Product Design
“Design is not just what it looks like and feels like. Design is how it works.” –Steve Jobs
“Design is not just what it looks like and feels like. Design is how it works.” –Steve Jobs
Everything around us, unless natural has been designed. From the clothes you wear, to the car you travel in to the buildings you visit for work or leisure. For years items have been invented, reinvented, developed and improved. This would not be possible if people did not have a strong understanding of materials and their characteristics, a fascination for how things work or could work, an ability to create beyond our comfort zones and the ability to use technologies old and new to make and build their visions. Product Design gives students an opportunity to experiment with their ideas, to understand the world around them and develops design thinkers and makers.
Design and technology (Product Design) is a practical and valuable subject. It enables children and young people to actively contribute to the creativity, culture, wealth and well-being of themselves, their community and their nation. It teaches how to take risks and so become more resourceful, innovative, enterprising and capable. Students develop a critical understanding of the impact of design and technology on daily life and the wider world.
'Gifts Project' incorporating - Health and safety in the workshop before taking part in practical activities. Students will use scroll saws, a disc sander and pillar drill to make their own products. Students take ideas from a 2D format and create them in 3D. Students work with wood, metals and plastics learning their properties and capabilities. Students will learn skills in Computer Aided Design and will laser cut outcomes to produce high quality products as well as hand made.
Biomorphism night light, Children’s Themed Bookend & Desk Tidy projects – students investigate, develop designs and create 3D models using craft knives, modelling equipment and corrugated card. Computer aided design and manufacturing is taught as well as how to build electronic circuits. Students work with soldering irons, PCB drills, the laser machine and other workshop machinery.
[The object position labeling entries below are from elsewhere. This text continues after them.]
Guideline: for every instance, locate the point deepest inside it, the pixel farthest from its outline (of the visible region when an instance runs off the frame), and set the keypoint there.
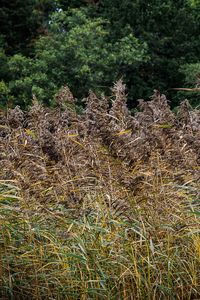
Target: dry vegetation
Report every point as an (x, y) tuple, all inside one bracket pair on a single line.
[(102, 205)]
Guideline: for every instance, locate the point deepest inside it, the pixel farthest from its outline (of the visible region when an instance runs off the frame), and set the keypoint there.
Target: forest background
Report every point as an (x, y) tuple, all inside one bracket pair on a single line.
[(88, 44)]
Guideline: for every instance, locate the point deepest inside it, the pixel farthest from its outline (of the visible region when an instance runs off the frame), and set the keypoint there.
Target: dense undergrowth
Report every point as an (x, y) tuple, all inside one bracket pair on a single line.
[(102, 205)]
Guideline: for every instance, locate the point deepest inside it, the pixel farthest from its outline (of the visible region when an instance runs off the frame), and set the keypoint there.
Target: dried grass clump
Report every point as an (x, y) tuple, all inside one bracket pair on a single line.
[(103, 205)]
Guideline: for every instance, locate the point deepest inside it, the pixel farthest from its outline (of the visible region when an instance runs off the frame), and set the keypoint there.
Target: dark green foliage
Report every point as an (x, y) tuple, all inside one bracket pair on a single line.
[(21, 22), (78, 52)]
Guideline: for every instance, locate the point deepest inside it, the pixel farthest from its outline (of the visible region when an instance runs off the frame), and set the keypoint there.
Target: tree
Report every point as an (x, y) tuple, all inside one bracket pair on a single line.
[(79, 52), (21, 22)]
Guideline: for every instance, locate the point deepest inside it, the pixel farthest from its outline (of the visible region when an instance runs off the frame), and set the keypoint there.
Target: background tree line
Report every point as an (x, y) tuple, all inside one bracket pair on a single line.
[(89, 44)]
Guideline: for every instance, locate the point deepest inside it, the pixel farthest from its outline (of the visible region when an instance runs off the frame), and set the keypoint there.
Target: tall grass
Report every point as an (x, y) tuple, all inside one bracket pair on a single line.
[(100, 206)]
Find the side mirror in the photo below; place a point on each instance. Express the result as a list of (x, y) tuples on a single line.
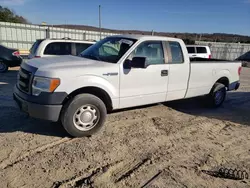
[(138, 62)]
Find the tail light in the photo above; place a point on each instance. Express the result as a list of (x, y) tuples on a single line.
[(239, 70), (16, 53)]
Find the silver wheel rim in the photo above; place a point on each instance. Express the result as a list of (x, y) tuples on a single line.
[(219, 95), (2, 66), (86, 117)]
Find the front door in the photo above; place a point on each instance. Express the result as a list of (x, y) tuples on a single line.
[(140, 86)]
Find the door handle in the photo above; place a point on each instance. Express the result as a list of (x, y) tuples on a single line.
[(164, 73)]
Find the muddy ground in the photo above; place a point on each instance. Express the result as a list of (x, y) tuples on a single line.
[(164, 145)]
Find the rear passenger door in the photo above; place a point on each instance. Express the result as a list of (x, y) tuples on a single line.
[(58, 48), (140, 86), (178, 70), (191, 51)]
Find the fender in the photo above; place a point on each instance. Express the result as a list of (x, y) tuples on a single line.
[(220, 74), (112, 89)]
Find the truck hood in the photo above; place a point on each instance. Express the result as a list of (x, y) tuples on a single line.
[(67, 65)]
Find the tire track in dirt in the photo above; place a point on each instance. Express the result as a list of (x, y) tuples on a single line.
[(129, 169), (8, 163), (81, 179)]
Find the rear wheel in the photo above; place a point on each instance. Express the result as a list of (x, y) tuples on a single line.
[(3, 67), (84, 115), (217, 95)]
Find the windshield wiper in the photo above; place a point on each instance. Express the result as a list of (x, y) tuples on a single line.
[(91, 57)]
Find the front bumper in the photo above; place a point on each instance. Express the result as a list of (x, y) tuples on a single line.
[(234, 86), (50, 112)]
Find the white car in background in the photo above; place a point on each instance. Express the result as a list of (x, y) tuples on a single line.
[(54, 47), (195, 51)]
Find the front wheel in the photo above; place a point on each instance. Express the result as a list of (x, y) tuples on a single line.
[(3, 67), (217, 95), (84, 115)]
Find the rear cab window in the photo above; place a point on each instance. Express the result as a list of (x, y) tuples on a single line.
[(35, 46), (80, 47), (191, 50), (58, 48), (151, 50), (201, 50), (175, 53)]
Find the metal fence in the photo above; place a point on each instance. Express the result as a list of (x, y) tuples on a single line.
[(22, 36), (229, 51)]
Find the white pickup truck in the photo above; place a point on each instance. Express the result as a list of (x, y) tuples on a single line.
[(115, 73)]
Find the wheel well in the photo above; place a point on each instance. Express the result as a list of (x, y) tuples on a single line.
[(98, 92), (224, 80)]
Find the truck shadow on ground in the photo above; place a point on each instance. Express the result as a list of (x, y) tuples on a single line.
[(12, 120), (236, 108)]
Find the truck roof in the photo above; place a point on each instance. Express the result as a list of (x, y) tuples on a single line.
[(147, 37)]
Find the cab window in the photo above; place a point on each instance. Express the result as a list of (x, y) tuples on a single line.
[(58, 48), (151, 50), (176, 53)]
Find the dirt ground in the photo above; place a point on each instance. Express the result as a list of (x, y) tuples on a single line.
[(177, 144)]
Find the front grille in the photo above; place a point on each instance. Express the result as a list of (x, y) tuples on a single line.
[(24, 80)]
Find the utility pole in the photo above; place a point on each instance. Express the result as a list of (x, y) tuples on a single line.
[(100, 23)]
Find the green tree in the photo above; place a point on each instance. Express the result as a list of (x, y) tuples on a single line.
[(6, 15)]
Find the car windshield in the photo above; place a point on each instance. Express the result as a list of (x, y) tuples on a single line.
[(110, 49)]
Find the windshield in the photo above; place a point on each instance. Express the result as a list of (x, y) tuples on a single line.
[(110, 49)]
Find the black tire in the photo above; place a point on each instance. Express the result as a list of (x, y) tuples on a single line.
[(217, 95), (88, 103), (3, 67)]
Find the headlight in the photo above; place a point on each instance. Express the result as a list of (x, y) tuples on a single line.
[(41, 84)]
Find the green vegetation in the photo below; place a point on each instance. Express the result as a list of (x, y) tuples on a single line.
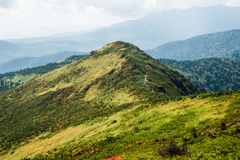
[(221, 45), (13, 79), (213, 74), (99, 85), (117, 102)]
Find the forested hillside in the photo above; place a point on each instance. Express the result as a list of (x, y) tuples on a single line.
[(213, 74), (13, 79), (221, 45)]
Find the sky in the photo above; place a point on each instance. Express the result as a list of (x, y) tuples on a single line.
[(33, 18)]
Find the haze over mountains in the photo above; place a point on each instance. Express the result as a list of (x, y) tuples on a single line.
[(221, 44), (147, 32)]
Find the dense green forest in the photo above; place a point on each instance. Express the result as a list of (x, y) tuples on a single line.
[(117, 102), (213, 74), (13, 79)]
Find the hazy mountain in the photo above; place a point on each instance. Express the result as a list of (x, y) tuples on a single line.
[(221, 44), (213, 74), (147, 32), (8, 50), (30, 62), (115, 103)]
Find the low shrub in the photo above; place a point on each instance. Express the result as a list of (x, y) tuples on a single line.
[(171, 150)]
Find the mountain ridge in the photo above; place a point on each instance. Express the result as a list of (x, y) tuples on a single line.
[(219, 44), (104, 82)]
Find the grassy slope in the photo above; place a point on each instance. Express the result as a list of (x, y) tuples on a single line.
[(213, 74), (132, 136), (221, 44), (105, 82), (23, 76)]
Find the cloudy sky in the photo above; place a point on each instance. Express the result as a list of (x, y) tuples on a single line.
[(24, 18)]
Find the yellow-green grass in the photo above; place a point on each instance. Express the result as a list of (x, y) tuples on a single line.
[(153, 122)]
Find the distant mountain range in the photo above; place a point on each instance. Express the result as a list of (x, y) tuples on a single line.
[(221, 44), (147, 32), (213, 74), (30, 62), (8, 50)]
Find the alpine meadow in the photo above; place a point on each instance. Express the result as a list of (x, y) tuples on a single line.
[(122, 80)]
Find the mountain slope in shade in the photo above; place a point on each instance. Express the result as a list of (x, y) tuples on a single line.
[(221, 44), (103, 82), (213, 74)]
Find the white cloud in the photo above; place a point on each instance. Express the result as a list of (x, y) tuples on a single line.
[(93, 10), (23, 14), (233, 3)]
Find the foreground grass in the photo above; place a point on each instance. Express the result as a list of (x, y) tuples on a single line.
[(194, 122)]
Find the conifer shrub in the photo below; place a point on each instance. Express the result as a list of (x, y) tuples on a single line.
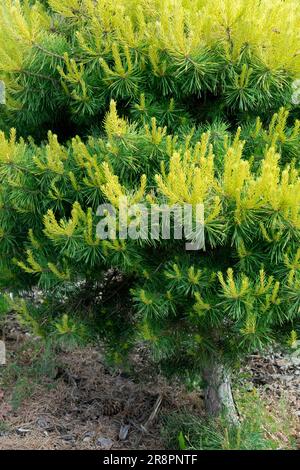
[(157, 102)]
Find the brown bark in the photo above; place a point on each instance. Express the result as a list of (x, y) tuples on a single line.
[(218, 394)]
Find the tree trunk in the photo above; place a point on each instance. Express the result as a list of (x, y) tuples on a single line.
[(218, 394)]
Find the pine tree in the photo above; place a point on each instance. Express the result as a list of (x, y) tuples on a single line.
[(165, 98)]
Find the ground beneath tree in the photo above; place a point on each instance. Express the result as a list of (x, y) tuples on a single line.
[(85, 405)]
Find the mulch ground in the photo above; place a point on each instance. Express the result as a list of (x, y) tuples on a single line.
[(88, 406)]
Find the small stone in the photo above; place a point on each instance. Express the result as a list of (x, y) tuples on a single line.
[(23, 431), (104, 443)]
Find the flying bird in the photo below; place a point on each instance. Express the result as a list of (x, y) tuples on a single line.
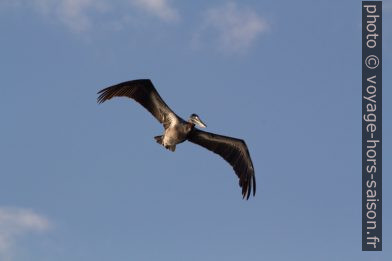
[(177, 130)]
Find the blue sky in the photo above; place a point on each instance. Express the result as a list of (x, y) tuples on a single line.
[(81, 181)]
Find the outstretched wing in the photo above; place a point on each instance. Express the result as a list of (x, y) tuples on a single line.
[(234, 151), (144, 92)]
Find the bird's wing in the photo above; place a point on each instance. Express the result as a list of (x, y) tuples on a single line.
[(144, 92), (234, 151)]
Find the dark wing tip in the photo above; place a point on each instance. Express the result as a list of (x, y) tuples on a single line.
[(118, 89)]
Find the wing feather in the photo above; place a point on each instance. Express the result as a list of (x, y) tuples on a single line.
[(234, 151), (144, 92)]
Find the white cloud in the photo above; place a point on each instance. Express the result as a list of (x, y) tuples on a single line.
[(234, 28), (160, 8), (14, 223)]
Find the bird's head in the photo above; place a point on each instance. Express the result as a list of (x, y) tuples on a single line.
[(194, 119)]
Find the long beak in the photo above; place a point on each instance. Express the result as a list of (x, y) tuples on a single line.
[(200, 123)]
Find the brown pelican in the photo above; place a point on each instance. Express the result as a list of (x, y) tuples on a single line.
[(177, 130)]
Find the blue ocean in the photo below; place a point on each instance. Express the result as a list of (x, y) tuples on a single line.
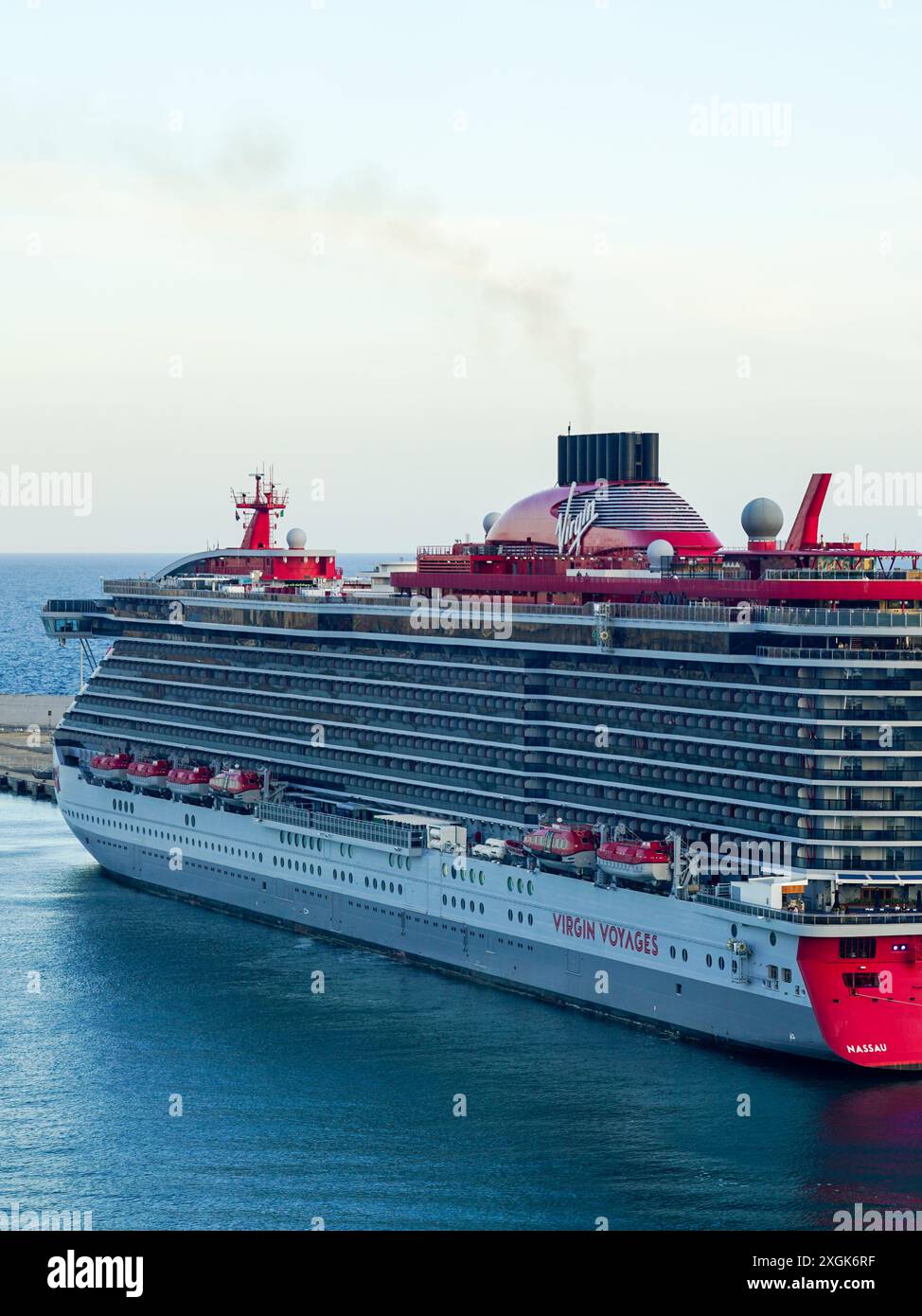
[(165, 1066)]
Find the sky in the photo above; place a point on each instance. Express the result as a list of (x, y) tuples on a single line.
[(395, 249)]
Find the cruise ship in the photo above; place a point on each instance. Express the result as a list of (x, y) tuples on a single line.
[(596, 756)]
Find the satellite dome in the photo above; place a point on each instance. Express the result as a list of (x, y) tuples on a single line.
[(659, 552), (762, 519)]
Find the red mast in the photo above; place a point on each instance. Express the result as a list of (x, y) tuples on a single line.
[(267, 505)]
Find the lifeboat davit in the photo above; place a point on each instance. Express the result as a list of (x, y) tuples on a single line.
[(561, 846), (149, 774), (635, 861), (189, 782), (237, 785), (110, 768)]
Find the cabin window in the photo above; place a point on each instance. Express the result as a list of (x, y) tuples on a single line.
[(858, 948), (854, 981)]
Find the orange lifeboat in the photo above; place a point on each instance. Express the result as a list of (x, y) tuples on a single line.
[(149, 774), (110, 768), (646, 863), (561, 847), (189, 782), (237, 785)]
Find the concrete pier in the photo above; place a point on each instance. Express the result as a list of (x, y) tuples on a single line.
[(27, 722)]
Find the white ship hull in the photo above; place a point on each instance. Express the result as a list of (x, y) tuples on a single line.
[(627, 953)]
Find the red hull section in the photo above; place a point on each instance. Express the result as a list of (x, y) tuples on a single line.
[(868, 1009)]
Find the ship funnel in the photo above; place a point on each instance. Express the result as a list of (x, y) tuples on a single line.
[(625, 455)]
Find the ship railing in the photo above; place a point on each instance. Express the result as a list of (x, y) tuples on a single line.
[(336, 603), (810, 574), (75, 606), (398, 836), (888, 655), (746, 614), (844, 920)]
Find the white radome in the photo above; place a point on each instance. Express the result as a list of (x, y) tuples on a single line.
[(659, 553)]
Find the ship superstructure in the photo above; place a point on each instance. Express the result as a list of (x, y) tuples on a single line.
[(718, 753)]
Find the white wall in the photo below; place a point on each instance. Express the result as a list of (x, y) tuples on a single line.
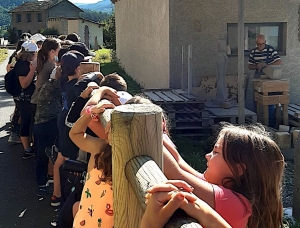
[(95, 30), (142, 30), (200, 22)]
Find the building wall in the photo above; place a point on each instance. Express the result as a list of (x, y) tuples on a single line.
[(142, 33), (200, 23), (72, 26), (57, 24), (64, 9), (96, 30), (34, 26)]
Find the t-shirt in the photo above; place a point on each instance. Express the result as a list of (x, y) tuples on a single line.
[(48, 101), (96, 204), (22, 69), (42, 77), (232, 206)]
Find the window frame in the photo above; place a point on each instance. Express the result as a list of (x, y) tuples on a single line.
[(282, 34), (18, 18), (39, 17)]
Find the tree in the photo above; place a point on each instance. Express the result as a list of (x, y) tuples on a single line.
[(109, 33)]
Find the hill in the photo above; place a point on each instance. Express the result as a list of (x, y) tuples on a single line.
[(101, 6)]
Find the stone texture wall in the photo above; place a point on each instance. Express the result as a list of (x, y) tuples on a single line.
[(95, 30), (142, 30), (200, 22)]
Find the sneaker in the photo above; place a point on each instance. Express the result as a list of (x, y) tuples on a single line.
[(50, 179), (28, 155), (43, 191), (55, 201), (52, 153), (14, 138)]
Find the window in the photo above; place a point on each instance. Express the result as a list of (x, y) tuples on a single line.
[(39, 17), (19, 33), (275, 34), (28, 17), (18, 18)]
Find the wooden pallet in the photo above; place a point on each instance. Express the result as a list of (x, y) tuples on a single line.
[(185, 112), (294, 114), (230, 115), (169, 96)]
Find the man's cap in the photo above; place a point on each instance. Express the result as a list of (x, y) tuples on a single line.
[(30, 46), (70, 61), (38, 37), (82, 48)]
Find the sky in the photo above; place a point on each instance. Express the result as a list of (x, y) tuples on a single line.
[(84, 1)]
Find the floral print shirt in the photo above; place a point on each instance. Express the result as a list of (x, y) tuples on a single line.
[(96, 204)]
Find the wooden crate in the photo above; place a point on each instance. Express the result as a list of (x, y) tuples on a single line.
[(272, 99)]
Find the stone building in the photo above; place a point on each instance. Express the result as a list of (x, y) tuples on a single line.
[(151, 34), (62, 15)]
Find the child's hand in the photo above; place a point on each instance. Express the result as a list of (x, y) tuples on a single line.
[(164, 200), (101, 106)]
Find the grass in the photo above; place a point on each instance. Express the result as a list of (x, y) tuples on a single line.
[(3, 54)]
Students journey through the design process and turn their ideas into reality.
Students will undertake both engineering and product design activities. Within engineering, students will complete a number of team based activities focused around transport systems, triangulation and bridge building and mechanisms projects. Within product design, students will complete a design, model and make project centred around an after shave bottle, using artist research, techniques and processes within the workshop. Students continue to use Computer Aided Design and Modeling (CAD/CAM) to add accuracy to their designs. Skills will be developed using Scroll Saw and Laser Cutter as part of the manufacturing process.
Art & Design Practice – students respond to themes and a design brief, for example travel or British landmarks. Students investigate past student’s and existing products, completing analysis. Student’s complete primary research, emulating artists research as part of the design process. Students explore and experiment with practical methods such as block printing, poly printing and stencilling. Isometric drawing, orthographic drawing and 3D modelling. All work is presented in a portfolio.
Art & Design Practice - developing practical skills in art & design in response to an exam brief. Students experiment and improve their work whilst using a variety of machines, processes and materials such as comb joint, vacuum forming and line bending, lamination, laser cutting and pewter casting. Each experiment is recorded as a practice and review for students to work towards and build their own 3D final project and portfolio for their final exam.